Police officers fired a total of 24 shots at Chavez on April 21, 2020, after discharging Tasers and firing bean bag shotgun rounds. Officers at the time said the shooting was a response to Chavez grabbing one of those Tasers.

“This Complaint is brought, in part, to shine a light on the very written policies and procedures implemented at HPD that resulted in harshly cruel and unusual punishment, which resulted in the death of Mr. Chavez,” the suit says.

In September, HPD released body camera footage that showed the 14-minute altercation between a number of police officers and Chavez, who appeared to be suffering a mental health crisis. Police Chief Art Acevedo consequently fired four officers – Patrick Rubio, on the force for two years; Omar Tapia and Luis Alvarado, on the force for one year; and Benjamin LeBlanc, a sergeant with 11 years experience. A fifth officer being sued, Kevin Nguyen, remains employed by HPD.

The “nonfunctioning, botched” Taser in question had already been used and “posed no reasonable risk of harm” to the officers, according to the lawsuit. But officers at the time said they weren't aware of that, and fired because they feared Chavez would use the device against them.

Houston Police Chief Art Acevedo announces the firing of four police officers over the shooting death of Nicolas Chavez, as Mayor Sylvester Turner looks on, at a Sept. 10, 2020 press conference.

The attorney for the Chavez family, Sean Roberts, said that while Acevedo fired four of the officers, he believes they felt justified because that's how they were trained.

"On the one hand you’ve got the officers pointing at a flawed policy, city policy,”he said. “And on the other hand, you’ve got the city pointing and saying, ‘no, these officers were acting unreasonably.’"

Roberts said he expected the officers to get rehired, because he thinks they, in fact, did follow HPD protocol.

"We believe it's going to be found that the city had a policy that if a suspect touches a Taser, whether it's been discharged or not, that that justified deadly force," he said. "And we believe that that's a violation of civil rights."

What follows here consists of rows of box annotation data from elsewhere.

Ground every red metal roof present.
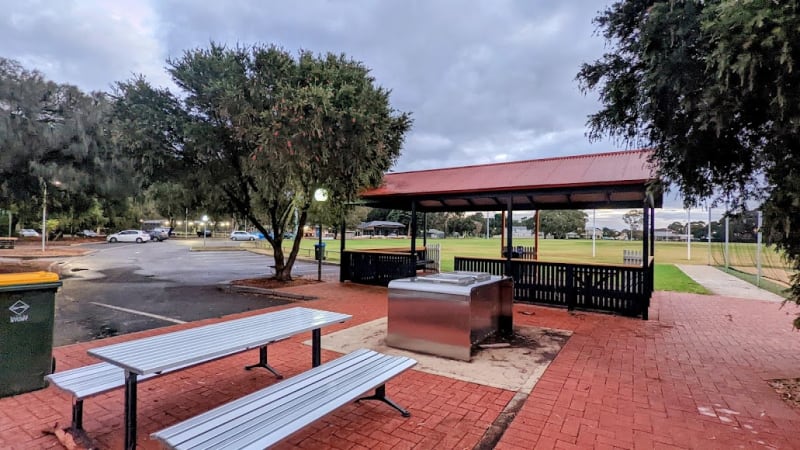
[361,150,662,211]
[362,150,655,198]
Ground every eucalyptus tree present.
[578,0,800,327]
[0,58,135,230]
[115,43,411,280]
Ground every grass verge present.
[653,264,711,294]
[716,266,789,298]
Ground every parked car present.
[106,230,150,244]
[147,228,169,242]
[231,230,256,241]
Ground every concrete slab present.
[676,264,784,302]
[304,317,572,394]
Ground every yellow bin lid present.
[0,271,58,286]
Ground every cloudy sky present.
[0,0,707,228]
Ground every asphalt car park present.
[54,239,339,345]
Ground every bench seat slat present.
[45,362,205,400]
[185,357,412,450]
[152,349,416,449]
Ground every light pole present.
[41,178,61,252]
[314,188,328,281]
[203,215,208,247]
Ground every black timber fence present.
[454,256,653,320]
[339,250,425,286]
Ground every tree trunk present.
[271,241,292,281]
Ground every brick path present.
[0,283,800,449]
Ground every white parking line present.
[90,302,186,323]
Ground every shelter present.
[356,220,406,236]
[340,150,663,319]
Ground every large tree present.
[116,43,411,280]
[578,0,800,326]
[0,58,136,230]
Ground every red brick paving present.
[0,283,800,450]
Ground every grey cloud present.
[0,0,615,171]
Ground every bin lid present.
[0,271,58,286]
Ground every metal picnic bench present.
[151,349,417,450]
[0,237,17,248]
[47,308,352,449]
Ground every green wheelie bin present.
[0,272,61,397]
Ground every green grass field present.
[253,238,782,294]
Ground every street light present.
[314,188,328,281]
[203,215,208,247]
[41,178,61,252]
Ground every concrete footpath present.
[676,264,784,302]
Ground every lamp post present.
[203,215,208,247]
[314,188,328,281]
[41,178,61,253]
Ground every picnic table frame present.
[88,307,352,449]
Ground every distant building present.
[425,228,444,239]
[511,226,533,237]
[653,228,686,241]
[583,227,603,239]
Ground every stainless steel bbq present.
[386,272,514,361]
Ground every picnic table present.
[88,307,352,449]
[0,236,17,249]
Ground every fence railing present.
[425,244,442,272]
[500,245,536,261]
[454,256,653,320]
[339,250,417,286]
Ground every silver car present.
[106,230,150,244]
[231,231,256,241]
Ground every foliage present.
[578,0,800,326]
[0,58,136,227]
[115,43,411,280]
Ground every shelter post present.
[506,197,514,277]
[411,202,417,260]
[642,200,650,267]
[648,205,656,256]
[500,211,506,255]
[533,209,541,261]
[422,213,428,248]
[339,212,347,283]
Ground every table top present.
[88,307,352,375]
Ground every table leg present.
[125,370,136,450]
[311,328,322,367]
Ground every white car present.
[231,231,256,241]
[106,230,150,244]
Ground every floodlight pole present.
[203,215,208,247]
[686,209,692,261]
[756,210,763,287]
[314,188,328,281]
[42,180,47,253]
[708,206,711,266]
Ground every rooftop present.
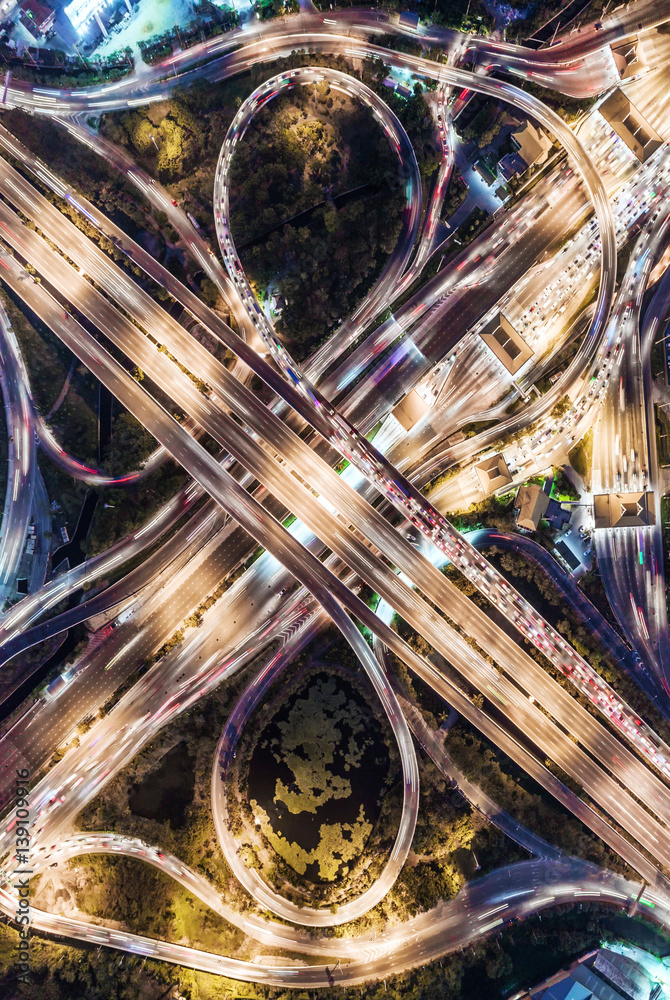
[475,454,512,493]
[593,493,656,528]
[479,313,533,375]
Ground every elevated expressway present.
[593,211,670,692]
[3,148,663,892]
[0,1,668,976]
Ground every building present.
[391,389,430,431]
[475,455,512,493]
[554,539,581,573]
[514,486,549,531]
[21,0,56,35]
[598,88,663,163]
[512,122,552,169]
[611,38,647,80]
[528,948,663,1000]
[479,313,533,375]
[593,493,656,528]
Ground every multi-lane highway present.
[0,0,670,986]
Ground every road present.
[0,3,668,984]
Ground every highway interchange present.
[0,2,670,986]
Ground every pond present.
[248,673,390,882]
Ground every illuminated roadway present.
[0,0,668,984]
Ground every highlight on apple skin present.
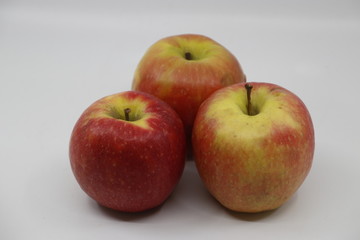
[132,34,246,140]
[192,83,315,212]
[69,91,186,212]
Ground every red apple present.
[132,34,245,142]
[193,83,315,212]
[70,91,185,212]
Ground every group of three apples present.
[70,34,314,212]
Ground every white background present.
[0,0,360,240]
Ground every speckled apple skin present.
[193,83,315,212]
[132,34,246,140]
[69,91,185,212]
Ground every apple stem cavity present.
[124,108,131,121]
[245,83,256,116]
[185,52,193,61]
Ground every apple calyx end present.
[245,83,256,116]
[185,52,194,61]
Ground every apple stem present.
[245,83,254,116]
[185,52,193,60]
[124,108,131,121]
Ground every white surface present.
[0,0,360,240]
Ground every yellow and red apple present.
[192,83,315,212]
[132,34,245,142]
[70,91,186,212]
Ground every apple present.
[69,91,186,212]
[132,34,245,142]
[192,83,315,212]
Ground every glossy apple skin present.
[70,91,185,212]
[132,34,245,142]
[193,83,315,212]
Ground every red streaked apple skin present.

But Michael Cavanaugh, a criminal justice professor at the University of Houston-Downtown, said even if the family can show that it's an unwritten policy, their chances for at least a settlement look good.

"If every time someone picks up a Taser that doesn't work is supposed to be shot, and that's not written down but it's told by all these higher-ups, if that's one of these unwritten rules, then that will come out during the court case or depositions or what have you," Cavanaugh said. "And that can be tied back to the department, and then thus to the city."

In an email, mayoral spokeswoman Mary Benton said that the mayor did not want to discuss the lawsuit with the media.

"Now that the suit has been filed, it will run its course through a court of law," she said.